The more I read about the Mike McGlinchey pick, the more I understand the logic behind it. No doubt, the San Francisco 49ers needed to go offensive line. Joe Staley isn’t getting any younger and the two positions you’d rather not have a rookie step into would be quarterback and left tackle. For now, after the Trent Brown trade, McGlinchey will be on the right side, but if McGlinchey doesn’t move from the right to the left, he’s a plug-and-play lineman who fits in Shanahan’s system.
But the best part? He comes cheap or at least potentially cheaper than Brown will.
Trent Brown is an enigma. He may become one of the best offensive tackles in football, but he very well could wash out of the league if does not get his weight and conditioning settled. But, if he puts together a strong 2018 season, he heads into free agency with a chance to lock down a big money contract.
McGlinchey is a great system pick, but it was also a pick with the 49ers looking at the roster from the mountain top. The 49ers can’t give everyone the contract Jimmy Garoppolo gets. Brown would have a contract with likely guaranteed money and a significantly larger salary. This is all with past frustrations over his weight and torn labrum. McGlinchey gets to work on his rookie deal without any past strikes on his record. Right now McGlinchey will be paid more than Brown in 2018, as Brown was a seventh round pick vs. McGlinchey being a first, but his money was something allocated in the rookie payroll months ago, and there’s no potential oodles of guaranteed money Brown could possibly command in the 2019 offseason.
According to Over the Cap, the 49ers rookie deal for a first rounder’s first year is $3.347 million—this could change with the contract McGlinchey signs, but it’s a good estimate.
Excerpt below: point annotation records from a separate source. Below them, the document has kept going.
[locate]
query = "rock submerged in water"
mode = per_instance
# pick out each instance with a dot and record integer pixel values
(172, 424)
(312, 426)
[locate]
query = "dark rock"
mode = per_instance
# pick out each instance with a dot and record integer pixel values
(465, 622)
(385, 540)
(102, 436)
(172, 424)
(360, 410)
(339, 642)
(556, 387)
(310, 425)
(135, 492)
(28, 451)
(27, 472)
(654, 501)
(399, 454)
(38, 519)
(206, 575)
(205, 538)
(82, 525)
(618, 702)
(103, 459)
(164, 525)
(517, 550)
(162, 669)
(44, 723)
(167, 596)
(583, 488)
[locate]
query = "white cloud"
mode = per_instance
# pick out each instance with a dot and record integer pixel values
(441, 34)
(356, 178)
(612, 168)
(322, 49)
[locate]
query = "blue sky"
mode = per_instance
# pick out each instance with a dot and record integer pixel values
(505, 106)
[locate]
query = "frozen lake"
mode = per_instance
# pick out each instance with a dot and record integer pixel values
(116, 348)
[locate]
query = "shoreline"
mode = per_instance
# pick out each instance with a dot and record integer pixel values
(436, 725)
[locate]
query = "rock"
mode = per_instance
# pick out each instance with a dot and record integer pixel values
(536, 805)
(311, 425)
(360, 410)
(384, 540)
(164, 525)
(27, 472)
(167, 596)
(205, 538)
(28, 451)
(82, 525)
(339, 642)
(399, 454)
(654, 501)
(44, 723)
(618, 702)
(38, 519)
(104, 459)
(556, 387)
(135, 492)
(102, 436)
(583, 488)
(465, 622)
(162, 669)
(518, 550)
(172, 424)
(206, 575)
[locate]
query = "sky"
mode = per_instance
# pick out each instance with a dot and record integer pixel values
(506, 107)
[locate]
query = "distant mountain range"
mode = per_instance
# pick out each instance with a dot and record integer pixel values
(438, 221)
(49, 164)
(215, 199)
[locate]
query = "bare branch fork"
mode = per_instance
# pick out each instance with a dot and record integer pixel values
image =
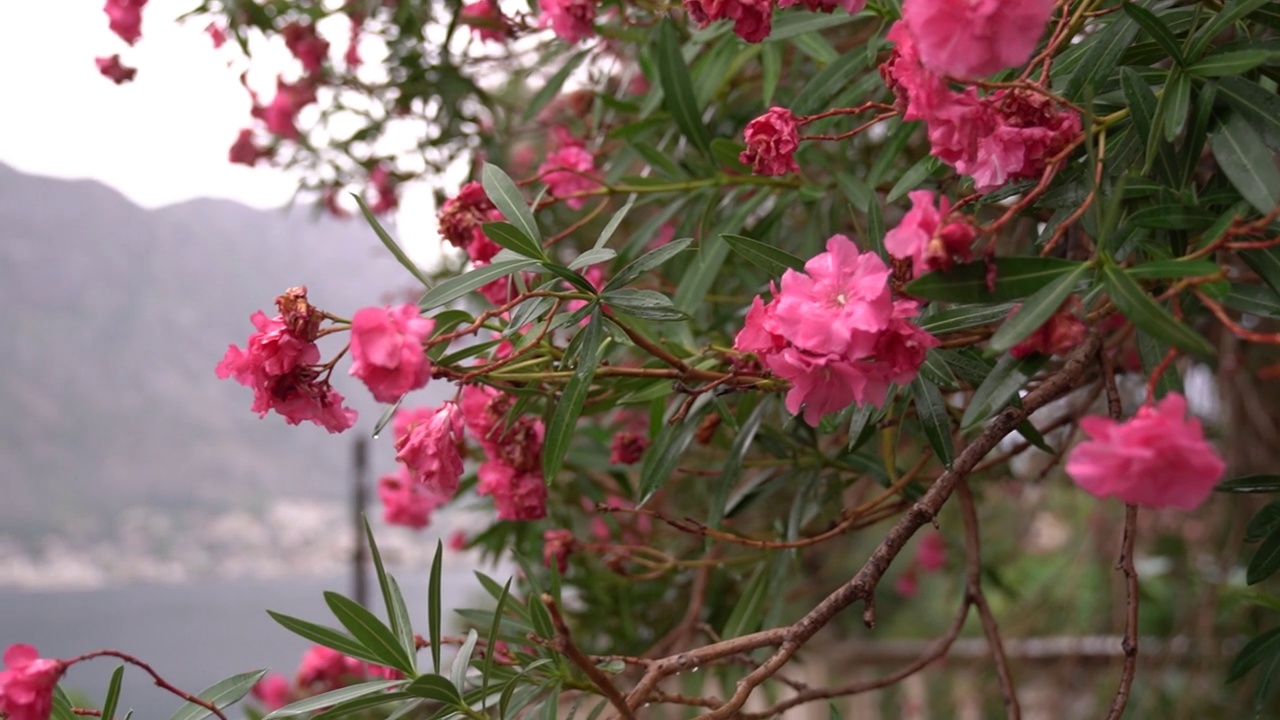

Definitely more than Trent Brown’s current salary, but now the 49ers A: don’t have to deal with a large amount of possible guaranteed money outside of a rookie deal, B: overpay for someone who has clearly tried their patience, and C: worry about Brown going elsewhere outright and leaving them hanging with Zane Beadles as a tackle.
McGlichey was more than just an understudy for Joe Staley, he was a pick made from a bird’s eye view of the 49ers roster. When you consider that, it makes even more sense. It’s unfortunate for those who wanted a guard, but those are the decisions you want a front office to make.